According to https://github.com/zeromq/netmq/issues/572, it can be thrown if a socket had shared to multiple threads at the same time. but I think we solved this problem using NetMQQueues in Swarm<T>.

Anyway, I'll check it again.

dahlia commented 5 years ago

@longfin Does it happen only in preloading phase?

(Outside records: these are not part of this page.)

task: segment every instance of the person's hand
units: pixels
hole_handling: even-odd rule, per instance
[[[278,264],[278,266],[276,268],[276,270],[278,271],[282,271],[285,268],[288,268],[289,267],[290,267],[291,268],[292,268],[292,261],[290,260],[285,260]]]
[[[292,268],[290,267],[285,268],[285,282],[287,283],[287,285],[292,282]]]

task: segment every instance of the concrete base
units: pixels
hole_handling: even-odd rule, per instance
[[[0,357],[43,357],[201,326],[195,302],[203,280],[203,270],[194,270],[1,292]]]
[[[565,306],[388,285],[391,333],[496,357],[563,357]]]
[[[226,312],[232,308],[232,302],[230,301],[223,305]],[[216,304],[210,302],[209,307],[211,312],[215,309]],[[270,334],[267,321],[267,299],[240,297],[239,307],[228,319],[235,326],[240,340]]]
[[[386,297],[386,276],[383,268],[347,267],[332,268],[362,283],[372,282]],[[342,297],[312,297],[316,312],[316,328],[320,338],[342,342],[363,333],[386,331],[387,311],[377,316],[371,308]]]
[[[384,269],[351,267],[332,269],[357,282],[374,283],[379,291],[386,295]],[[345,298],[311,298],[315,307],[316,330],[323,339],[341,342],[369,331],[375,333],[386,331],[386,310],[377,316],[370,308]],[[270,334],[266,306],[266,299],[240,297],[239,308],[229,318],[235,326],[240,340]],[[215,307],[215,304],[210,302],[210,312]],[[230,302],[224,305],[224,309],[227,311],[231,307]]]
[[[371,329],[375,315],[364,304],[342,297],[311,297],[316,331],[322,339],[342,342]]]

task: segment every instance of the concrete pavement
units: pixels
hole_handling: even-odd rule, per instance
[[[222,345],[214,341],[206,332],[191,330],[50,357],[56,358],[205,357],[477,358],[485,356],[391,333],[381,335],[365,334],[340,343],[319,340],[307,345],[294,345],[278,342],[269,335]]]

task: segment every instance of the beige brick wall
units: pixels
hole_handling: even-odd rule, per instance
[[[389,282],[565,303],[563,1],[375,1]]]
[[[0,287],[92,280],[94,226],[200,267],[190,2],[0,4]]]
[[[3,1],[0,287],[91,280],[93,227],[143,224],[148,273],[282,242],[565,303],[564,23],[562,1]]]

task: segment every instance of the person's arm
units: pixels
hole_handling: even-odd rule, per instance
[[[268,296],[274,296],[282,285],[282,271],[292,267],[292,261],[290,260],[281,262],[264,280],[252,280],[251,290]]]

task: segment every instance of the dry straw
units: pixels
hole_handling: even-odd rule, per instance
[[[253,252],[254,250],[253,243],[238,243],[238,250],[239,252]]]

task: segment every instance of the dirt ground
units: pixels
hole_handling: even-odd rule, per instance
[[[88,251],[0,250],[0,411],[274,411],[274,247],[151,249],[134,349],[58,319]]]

Or in any phases?

longfin commented 5 years ago

I think that it can happen in any phases because I'd captured this log from miner node.

longfin commented 4 years ago

I've added linger to dealers to avoid it. but it's still occurring in the test environment. 😕

longfin commented 4 years ago

I've added linger to dealers to avoid it. but it's still occurring in the test environment. 😕

I mistake. it's another issue (#404).